Timing is everything when you're launching a new financial product, a maxim only too obvious to Mr David Cullen, executive chairman of BCP Asset Management.
Mr Cullen is, he is proud to say, the father of Irish tracker bonds. He was the man behind the first such product to be launched in the Republic back in 1990 and, 12 years later, is on the point of launching the latest in a family of five.
The current bond is the Double Growth Bond 5, a product designed to return double the growth achieved by the "Blue-Chip Equity Basket" - a selection split equally between the Standard & Poor's 500, the Eurostoxx 50 and the Nikkei 300 - over three- and-a-half years. This is a capital-guaranteed investment, with investors' initial outlay being placed on deposit with Permanent TSB for the entire period.
"The guarantee is that people put their money on deposit with Permanent TSB and, instead of getting the interest, they get the potential uplift in the market. Their interest goes to buy this," Mr Cullen explains.
In return for this 100 per cent capital guarantee, investors must content themselves with a 35 per cent upper limit on growth over the term.
This means that if the bond's chosen basket of indices happens to grow by more than 17.5 per cent over the coming three-and-a- half years, investors will not be able to take full advantage of that. On the other hand, with some indices down by 15 per cent or so this year alone, settling for a 35 per cent cap on growth might not be the worst way to pay for investment peace of mind.

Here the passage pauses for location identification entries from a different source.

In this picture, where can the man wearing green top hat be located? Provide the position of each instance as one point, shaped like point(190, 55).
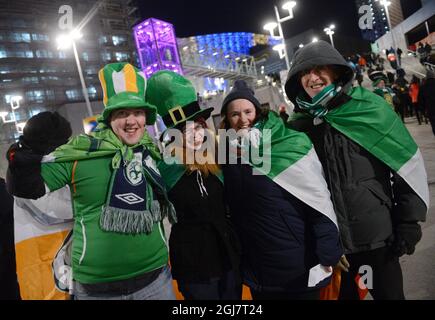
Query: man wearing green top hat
point(119, 249)
point(203, 247)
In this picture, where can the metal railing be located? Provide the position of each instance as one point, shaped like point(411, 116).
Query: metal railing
point(214, 62)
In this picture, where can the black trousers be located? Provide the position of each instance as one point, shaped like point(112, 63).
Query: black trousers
point(267, 295)
point(387, 280)
point(228, 287)
point(432, 123)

Mr Cullen acknowledges that the last couple of years have provided a bumpy ride for investors, especially those with relatively modest nest eggs to nurture.
Tracker bonds such as his own, he argues, offer more nervous individuals a relatively safe route to becoming involved with the stock markets.

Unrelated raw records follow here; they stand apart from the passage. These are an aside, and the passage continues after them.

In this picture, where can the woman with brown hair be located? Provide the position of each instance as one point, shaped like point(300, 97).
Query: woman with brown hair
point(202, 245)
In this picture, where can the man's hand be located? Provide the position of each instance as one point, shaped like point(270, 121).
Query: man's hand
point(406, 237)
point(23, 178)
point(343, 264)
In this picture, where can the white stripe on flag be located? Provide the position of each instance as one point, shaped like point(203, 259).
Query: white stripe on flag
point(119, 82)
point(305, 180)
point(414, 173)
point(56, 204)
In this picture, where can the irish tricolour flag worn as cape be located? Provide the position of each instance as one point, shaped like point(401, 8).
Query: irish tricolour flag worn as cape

"It's easy to have the nerve when you have a 100 per cent capital guarantee," he says. This security is, according to Cullen, the equivalent only of deposits or Government gilts.

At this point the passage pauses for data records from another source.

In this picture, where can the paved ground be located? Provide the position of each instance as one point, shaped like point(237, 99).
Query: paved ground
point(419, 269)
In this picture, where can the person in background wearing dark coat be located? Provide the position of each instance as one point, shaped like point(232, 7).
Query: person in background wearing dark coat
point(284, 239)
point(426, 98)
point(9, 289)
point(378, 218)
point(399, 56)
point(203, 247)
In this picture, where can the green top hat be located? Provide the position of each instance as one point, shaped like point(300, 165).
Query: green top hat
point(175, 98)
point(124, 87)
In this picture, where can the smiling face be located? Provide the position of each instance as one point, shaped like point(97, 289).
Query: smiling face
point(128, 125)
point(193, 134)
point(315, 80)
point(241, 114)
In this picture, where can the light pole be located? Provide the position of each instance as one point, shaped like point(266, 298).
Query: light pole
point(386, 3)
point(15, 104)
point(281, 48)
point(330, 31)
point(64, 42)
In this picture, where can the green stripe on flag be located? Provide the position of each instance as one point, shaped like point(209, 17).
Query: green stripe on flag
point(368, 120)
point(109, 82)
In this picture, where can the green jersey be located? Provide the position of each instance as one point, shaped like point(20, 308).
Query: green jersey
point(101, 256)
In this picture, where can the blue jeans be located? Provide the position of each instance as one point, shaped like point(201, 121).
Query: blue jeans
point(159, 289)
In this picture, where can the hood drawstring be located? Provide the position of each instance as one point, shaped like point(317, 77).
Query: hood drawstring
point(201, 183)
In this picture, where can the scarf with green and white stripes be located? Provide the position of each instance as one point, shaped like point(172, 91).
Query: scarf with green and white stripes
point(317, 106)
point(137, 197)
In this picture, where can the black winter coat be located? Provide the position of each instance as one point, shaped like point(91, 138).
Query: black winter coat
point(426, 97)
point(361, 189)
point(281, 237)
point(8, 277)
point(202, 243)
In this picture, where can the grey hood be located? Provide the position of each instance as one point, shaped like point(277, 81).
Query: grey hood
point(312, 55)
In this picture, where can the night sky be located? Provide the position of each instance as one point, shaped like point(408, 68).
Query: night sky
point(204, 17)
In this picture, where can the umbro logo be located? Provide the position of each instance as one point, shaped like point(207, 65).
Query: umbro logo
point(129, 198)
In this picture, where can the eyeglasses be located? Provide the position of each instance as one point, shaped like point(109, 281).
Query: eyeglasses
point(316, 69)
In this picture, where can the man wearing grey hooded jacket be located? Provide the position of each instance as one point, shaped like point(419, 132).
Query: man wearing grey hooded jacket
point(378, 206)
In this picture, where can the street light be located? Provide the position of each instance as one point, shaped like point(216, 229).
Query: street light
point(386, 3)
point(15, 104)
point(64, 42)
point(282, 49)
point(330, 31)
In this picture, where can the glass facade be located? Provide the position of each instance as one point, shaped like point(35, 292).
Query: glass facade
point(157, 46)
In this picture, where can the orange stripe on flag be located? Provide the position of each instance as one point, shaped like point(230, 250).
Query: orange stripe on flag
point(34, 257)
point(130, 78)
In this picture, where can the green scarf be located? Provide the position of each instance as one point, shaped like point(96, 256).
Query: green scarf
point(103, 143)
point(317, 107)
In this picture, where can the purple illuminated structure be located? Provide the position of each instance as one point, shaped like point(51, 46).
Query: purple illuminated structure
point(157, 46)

And as for the timing, Mr Cullen is banking on the current shivers running through stock markets all around the world marking the bottom, or the turning point, in the long-standing bear market.
"We feel that the market has gone so low that it is oversold. At a time when there's nothing but bad news in the stock market, it marks the end of a bear market. It's hard to see it getting much worse," he says.
"Very few commentators would doubt that the market's going to grow by 17.5 per cent over the next five years. We need a very small bounce for equities to get that return."
Just in case, for some reason, the bounce is bigger and investors feel that capping their growth at 35 per cent is too limiting, the bond offers an option to "flip" over into a new bond for an extra fee.
Mr Cullen says that two "tiers" of clients tend to be attracted by BCP's tracker products: those with a couple of million burning a hole in their pocket and those who can spare as little as €12,500.
"It generally tends to be people in their 40s, 50s or 60s," he says. "People who manage their own pension funds."
The BCP Double Growth Bond 5 closes to new entrants at the end of this month, and Mr Cullen plans to buy into his chosen indices before the middle of August.